The conceptual shift is about the division of labor. The LLM supplies a biased search distribution over code; the sandbox supplies execution; the validation set supplies selection. The cute slogan is: the LLM dreams, the data decides.
Takeaway
LLM-PV revives an old learning-theory dream: learn simple programs from few examples, but avoid brute-force enumeration.
Short programs generalize. If the target has a length-$L$ description, ERM needs roughly $O(L\log|\Sigma|)$ samples. The statistical story is beautiful.
Uniform search kills the beauty. Enumerating programs costs $|\Sigma|^L$, so classical ERM is usually computationally impossible.
SGD is not a universal search engine. On SQ-hard families such as parity, gradient-trained predictors can fit the data and still miss the rule.
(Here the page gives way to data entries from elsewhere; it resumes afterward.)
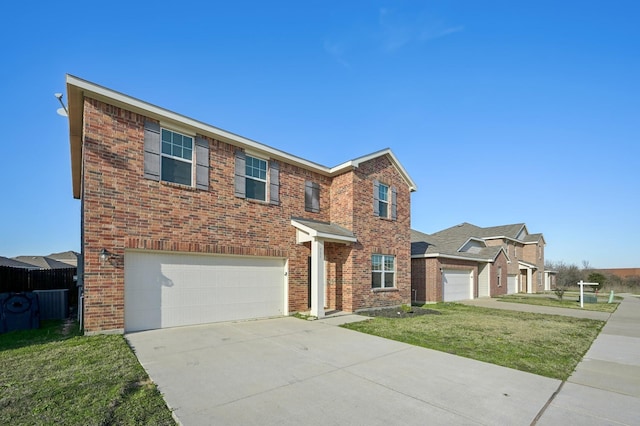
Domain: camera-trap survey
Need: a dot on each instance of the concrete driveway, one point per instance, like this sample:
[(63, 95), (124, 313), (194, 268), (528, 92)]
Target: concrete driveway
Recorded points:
[(288, 371)]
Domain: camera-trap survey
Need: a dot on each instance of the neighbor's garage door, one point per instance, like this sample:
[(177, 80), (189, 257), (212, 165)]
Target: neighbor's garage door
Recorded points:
[(457, 285), (512, 284), (169, 289)]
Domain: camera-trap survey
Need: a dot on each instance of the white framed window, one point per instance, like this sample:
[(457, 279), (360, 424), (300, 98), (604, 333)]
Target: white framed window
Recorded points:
[(176, 163), (383, 271), (383, 200), (256, 178)]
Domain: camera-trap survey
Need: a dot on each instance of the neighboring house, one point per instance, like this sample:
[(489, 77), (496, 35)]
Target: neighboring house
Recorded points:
[(622, 272), (43, 262), (12, 263), (68, 257), (467, 261), (184, 223)]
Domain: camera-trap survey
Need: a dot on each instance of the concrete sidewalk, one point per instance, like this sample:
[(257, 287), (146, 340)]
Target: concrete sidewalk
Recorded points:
[(605, 387), (286, 371)]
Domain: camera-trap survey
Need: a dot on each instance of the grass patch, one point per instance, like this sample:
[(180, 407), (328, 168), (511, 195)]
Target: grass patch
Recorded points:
[(569, 301), (547, 345), (53, 375)]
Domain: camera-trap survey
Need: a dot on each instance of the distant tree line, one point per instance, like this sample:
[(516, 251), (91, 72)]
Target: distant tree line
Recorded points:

The LLM supplies a prior, not a verdict. It proposes executable hypotheses; the sandbox runs them; validation selects. The ERM principle is preserved, but the candidate distribution is no longer uniform.
The result is a tiny but powerful change in perspective: use pretrained models not only to predict labels, but to search over verifiable programs. When the hidden rule is really code, this turns a few examples into an inspectable little machine.